We All Have Our Vices

We all have our vices: some of us enjoy the occasional cigarette; others prefer a nice beer after a hard week at work. These vices have developed as a way of dealing with the realities of life, allowing us to escape our often stressful and challenging daily challenges.

We often look at our vices and excuse ourselves from the negativity that comes from it; we allow our moment of sin. Yet we often forget that by allowing ourselves this vice we contribute to a negative factor within our community and the wider society. We find comfort that by purchasing our vice from a legal vendor and contributing in a positive way we help balance the negative consequences that may arise from the said vice. In the case of alcohol we pay significant tax, and most of us understand that this is for good reason.

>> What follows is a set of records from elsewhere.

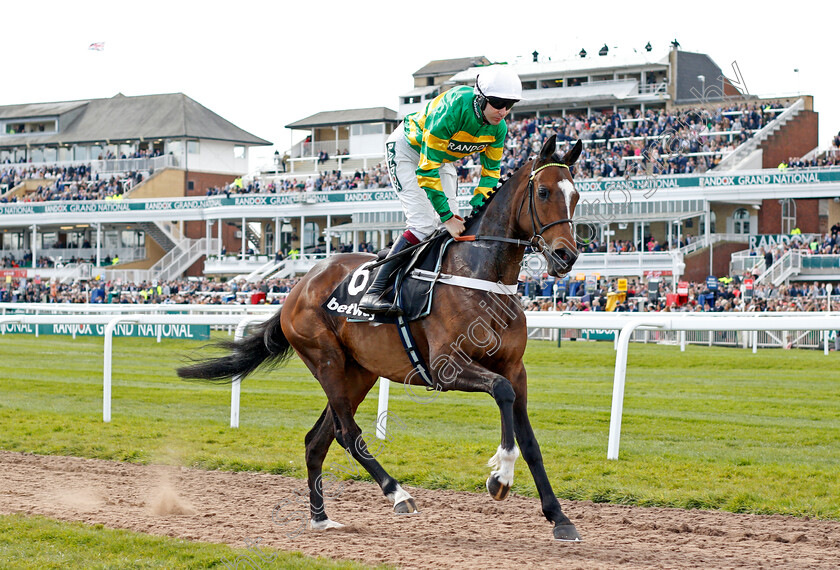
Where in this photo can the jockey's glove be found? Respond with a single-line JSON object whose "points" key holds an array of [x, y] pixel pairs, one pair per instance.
{"points": [[477, 201]]}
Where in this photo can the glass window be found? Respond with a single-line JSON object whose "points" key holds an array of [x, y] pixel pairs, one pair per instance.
{"points": [[742, 221], [310, 234]]}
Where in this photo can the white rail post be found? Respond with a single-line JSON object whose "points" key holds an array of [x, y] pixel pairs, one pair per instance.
{"points": [[619, 381], [106, 374], [236, 385]]}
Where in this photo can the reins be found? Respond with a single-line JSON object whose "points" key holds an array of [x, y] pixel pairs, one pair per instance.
{"points": [[536, 241]]}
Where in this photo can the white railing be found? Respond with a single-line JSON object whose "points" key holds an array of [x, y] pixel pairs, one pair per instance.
{"points": [[731, 160], [313, 148], [628, 263], [266, 269], [63, 255]]}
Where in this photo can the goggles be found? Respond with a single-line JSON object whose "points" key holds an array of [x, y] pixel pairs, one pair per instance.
{"points": [[499, 103]]}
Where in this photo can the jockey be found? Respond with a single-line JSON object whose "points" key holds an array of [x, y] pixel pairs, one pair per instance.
{"points": [[420, 154]]}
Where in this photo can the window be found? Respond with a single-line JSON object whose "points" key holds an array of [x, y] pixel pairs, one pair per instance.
{"points": [[310, 234], [367, 129], [788, 215], [741, 221]]}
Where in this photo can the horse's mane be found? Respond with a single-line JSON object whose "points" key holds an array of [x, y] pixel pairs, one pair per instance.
{"points": [[478, 212]]}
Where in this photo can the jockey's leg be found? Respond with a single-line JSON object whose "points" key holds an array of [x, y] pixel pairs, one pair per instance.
{"points": [[421, 218], [372, 302]]}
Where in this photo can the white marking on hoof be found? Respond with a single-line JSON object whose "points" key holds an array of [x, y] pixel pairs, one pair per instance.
{"points": [[402, 496], [502, 464], [324, 525]]}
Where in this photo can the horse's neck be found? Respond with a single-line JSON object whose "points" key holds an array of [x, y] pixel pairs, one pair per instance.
{"points": [[493, 260]]}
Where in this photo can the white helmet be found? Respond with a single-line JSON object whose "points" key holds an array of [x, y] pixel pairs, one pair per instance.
{"points": [[498, 81]]}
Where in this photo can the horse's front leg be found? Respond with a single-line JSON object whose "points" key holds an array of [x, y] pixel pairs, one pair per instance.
{"points": [[563, 528], [501, 478]]}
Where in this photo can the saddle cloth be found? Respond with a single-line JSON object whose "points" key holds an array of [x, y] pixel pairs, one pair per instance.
{"points": [[415, 295]]}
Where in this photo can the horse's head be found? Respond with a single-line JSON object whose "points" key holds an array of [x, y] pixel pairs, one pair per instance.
{"points": [[547, 205]]}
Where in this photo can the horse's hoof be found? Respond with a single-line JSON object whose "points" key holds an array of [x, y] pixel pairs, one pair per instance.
{"points": [[566, 533], [406, 507], [496, 489], [324, 525]]}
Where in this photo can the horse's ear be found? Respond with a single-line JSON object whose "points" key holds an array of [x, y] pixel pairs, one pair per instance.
{"points": [[547, 151], [572, 156]]}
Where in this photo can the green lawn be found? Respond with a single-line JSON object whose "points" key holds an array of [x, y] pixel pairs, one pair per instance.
{"points": [[709, 428], [38, 543]]}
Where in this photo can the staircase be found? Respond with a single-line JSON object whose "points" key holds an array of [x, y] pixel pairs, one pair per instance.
{"points": [[253, 237], [263, 271], [75, 272], [744, 155], [785, 267], [180, 257], [160, 234]]}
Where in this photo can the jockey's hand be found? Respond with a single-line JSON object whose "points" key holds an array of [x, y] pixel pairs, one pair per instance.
{"points": [[477, 201], [454, 225]]}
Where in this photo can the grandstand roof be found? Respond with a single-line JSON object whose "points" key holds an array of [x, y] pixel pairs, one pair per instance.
{"points": [[148, 117], [449, 66], [345, 117], [615, 60]]}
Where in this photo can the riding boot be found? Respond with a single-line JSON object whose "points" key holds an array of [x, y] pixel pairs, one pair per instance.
{"points": [[372, 302]]}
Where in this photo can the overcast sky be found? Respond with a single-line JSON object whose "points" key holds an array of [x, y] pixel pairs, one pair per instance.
{"points": [[264, 64]]}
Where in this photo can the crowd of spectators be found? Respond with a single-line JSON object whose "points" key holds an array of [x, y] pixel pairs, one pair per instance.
{"points": [[615, 144], [328, 181], [651, 142], [731, 295], [535, 293], [181, 291], [66, 183]]}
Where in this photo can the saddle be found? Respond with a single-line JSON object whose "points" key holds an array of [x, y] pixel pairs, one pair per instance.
{"points": [[411, 286]]}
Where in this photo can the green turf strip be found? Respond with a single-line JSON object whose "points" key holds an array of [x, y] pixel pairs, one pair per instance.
{"points": [[713, 427], [39, 543]]}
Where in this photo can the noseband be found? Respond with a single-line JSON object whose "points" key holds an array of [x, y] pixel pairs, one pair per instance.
{"points": [[537, 240]]}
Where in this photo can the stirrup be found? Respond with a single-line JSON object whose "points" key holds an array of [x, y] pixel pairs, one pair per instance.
{"points": [[380, 306]]}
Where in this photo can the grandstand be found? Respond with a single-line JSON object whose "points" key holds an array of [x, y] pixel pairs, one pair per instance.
{"points": [[680, 171]]}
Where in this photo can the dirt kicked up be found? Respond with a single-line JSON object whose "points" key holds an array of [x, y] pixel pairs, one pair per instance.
{"points": [[454, 530]]}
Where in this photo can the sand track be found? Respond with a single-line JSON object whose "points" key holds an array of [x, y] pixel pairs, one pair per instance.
{"points": [[455, 529]]}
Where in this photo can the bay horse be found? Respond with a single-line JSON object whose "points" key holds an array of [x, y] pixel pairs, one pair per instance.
{"points": [[347, 357]]}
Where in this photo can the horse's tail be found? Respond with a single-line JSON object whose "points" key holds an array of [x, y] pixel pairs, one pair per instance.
{"points": [[265, 345]]}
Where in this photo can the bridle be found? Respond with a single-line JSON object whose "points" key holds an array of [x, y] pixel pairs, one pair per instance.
{"points": [[537, 240]]}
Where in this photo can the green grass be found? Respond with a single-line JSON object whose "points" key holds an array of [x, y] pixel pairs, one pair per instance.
{"points": [[38, 543], [712, 428]]}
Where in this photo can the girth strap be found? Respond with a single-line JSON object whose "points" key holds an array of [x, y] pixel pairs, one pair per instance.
{"points": [[414, 356]]}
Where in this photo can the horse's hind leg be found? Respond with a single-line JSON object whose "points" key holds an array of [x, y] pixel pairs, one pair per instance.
{"points": [[345, 394], [563, 528], [501, 478], [318, 442]]}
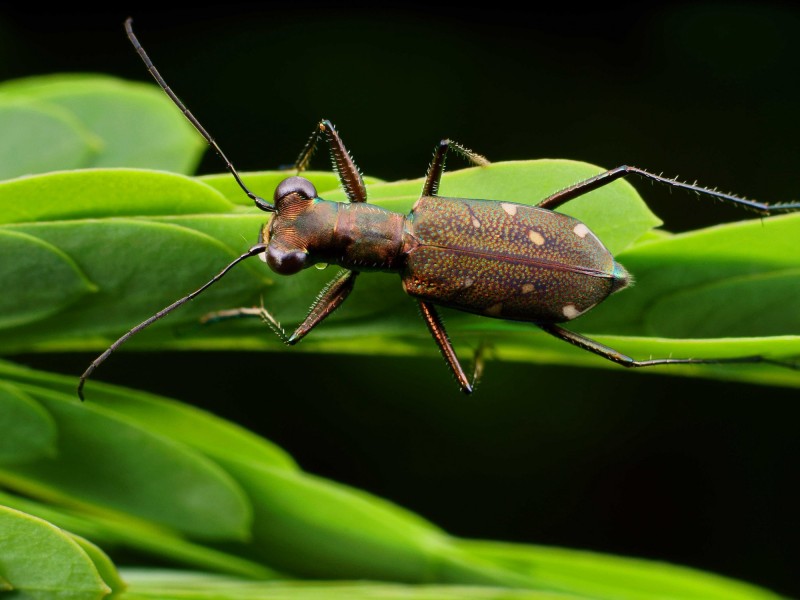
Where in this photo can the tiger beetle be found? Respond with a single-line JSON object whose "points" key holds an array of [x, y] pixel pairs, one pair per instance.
{"points": [[497, 259]]}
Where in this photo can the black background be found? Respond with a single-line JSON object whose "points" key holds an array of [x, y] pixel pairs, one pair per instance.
{"points": [[690, 471]]}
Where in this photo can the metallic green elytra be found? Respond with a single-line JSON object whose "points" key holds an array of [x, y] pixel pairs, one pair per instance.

Alcohol causes hundreds of millions of dollars in damage to our health every year, it causes serious harm within family environments and much crime within our society stems from the overindulgence of this vice. Yet the tax we pay from purchasing our alcohol goes toward an attempt to create equilibrium with this harm, because of course none of us would be able to live without our vice, right?

We also live within a society where we believe in freedom of speech, freedom of expression, of liberty and progression. We see the harm caused by our vice as acceptable because we feel that as individuals we should be allowed to make decisions that affect our own health. We also don’t appreciate being told that we can’t smoke inside; but we appreciate that because other people have the right to avoid second hand smoke, we inevitably go outside.

Yesterday, Dakta Green was jailed for eight months on drugs charges. The judge held that the law must be followed, and I agree. That is what makes this situation so much more tragic. Our laws should represent our belief structures, they should recognise that as a democratic society, we should be entitled to our individual vices if they can be controlled and the harm minimised. Yet today we have failed ourselves; we have failed because we’ve created laws to imprison a 61 year old man for enjoying his vice that arguably causes little harm to those around him while we continue to see no issue with the uncontrollable harm that our own vices cause.

Isn’t there an ingrained hypocrisy that we have laws forbidding people like Mr Green from enjoying their vice, while the majority of us have no problem with allowing our own vice to cause serious damage?

What is wrong with debating this issue like any other in our society? Is it because the ignorant reply is always that ‘you’re just a stoner’ when a person raises the point? As if everyone out there with a reasonable view on progressive drug reform must be a crazed user like an out of control drunk demanding everyone see their idiocy as just them joking around the next day? Are most people simply too afraid to challenge this view?

I wrote this article because after hearing of Mr Green’s sentence I spoke with a friend in her 50’s who enjoys a glass of wine every evening; I asked her what defines her position on the issue. Her reply was that ‘marijuana is illegal’ and managed to back this up with a comment that she had seen some ‘spaced out’ people high. Is that really the only argument those supporting reform have to fight against; and doesn’t that go against her own position that alcohol is acceptable?

I wrote recently about Kronic and the disturbing consequences of it on our society, and I feel now that we must start some rational debate on the issue of broader drug policies. The focus needs to move from being removal to control, from having a legal objective to one centred on health. How much money could be made from taxing Mr Green’s café? Could that tax be then used to reduce harm caused by marijuana and educate our children to avoid it? It seems that a tax would be more appropriate than spending thousands of dollars keeping this harmless man in prison in any case. States in America and other countries around the world are beginning to have a progressive approach to drug laws, what is stopping us?